Starting point is 00:14:30 Chinese state-run banks have been explicitly inviting crypto companies in Hong Kong to come in and try to get accounts with them. That is a sea change and represents a larger geopolitical realignment when it comes to crypto. So if anyone is wondering whether crypto has a seat at the geopolitical table, I think that's your answer. Now, what it does for the industry, I'm not sure. Obviously, in general, I am more supportive of more jurisdictions being more open to crypto than not. I agree also, though, that we tend to get overheated and over-excited about these narrative shifts, especially when we are still in a pretty cold crypto winter. But this one is worth watching and worth paying close attention to.

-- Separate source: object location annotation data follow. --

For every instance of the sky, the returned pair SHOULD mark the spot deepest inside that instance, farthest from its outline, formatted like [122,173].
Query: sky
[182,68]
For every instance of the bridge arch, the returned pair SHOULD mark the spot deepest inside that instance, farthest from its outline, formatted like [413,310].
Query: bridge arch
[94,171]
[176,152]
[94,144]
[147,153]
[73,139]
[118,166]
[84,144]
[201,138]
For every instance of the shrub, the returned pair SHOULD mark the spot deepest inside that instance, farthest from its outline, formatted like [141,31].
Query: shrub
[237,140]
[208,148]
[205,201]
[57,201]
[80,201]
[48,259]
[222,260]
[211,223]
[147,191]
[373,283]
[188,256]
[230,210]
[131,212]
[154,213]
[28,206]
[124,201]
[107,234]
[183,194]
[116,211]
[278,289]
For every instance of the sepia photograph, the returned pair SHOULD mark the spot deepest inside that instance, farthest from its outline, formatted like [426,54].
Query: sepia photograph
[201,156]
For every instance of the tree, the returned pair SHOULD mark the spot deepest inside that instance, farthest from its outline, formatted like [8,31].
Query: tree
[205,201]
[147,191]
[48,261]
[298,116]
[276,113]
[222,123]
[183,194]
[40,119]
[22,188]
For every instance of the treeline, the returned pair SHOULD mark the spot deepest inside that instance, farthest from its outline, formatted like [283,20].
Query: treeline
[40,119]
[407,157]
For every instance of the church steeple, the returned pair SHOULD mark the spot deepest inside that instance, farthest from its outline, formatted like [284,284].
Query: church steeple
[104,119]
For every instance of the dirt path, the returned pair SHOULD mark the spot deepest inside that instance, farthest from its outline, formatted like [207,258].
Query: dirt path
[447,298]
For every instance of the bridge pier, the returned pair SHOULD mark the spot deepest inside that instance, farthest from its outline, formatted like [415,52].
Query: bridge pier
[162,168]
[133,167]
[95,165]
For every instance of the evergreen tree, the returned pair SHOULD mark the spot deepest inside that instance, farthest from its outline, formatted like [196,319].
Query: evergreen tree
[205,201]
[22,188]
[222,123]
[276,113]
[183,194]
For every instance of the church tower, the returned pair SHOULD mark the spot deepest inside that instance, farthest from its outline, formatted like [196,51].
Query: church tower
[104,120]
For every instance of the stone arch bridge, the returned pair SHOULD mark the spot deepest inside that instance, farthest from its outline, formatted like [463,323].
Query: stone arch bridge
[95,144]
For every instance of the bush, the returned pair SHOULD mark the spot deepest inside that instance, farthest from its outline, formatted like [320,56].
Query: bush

Starting point is 00:15:09 And by the way, the person who invoked Dubai, I don't think is wrong either. It feels to me like every week when I schedule someone to be on this show or Bitcoin Builders, I have to wait a little while because of a planned trip to Dubai. So let's keep an eye on the Middle East as well. Anyways, guys, that is it. Hong Kong is open for business, and it's bigger than it seemed that it would be last year when they announced this new regime in the first place. I appreciate you guys listening as always, and until tomorrow, be safe and take care of each other. Peace.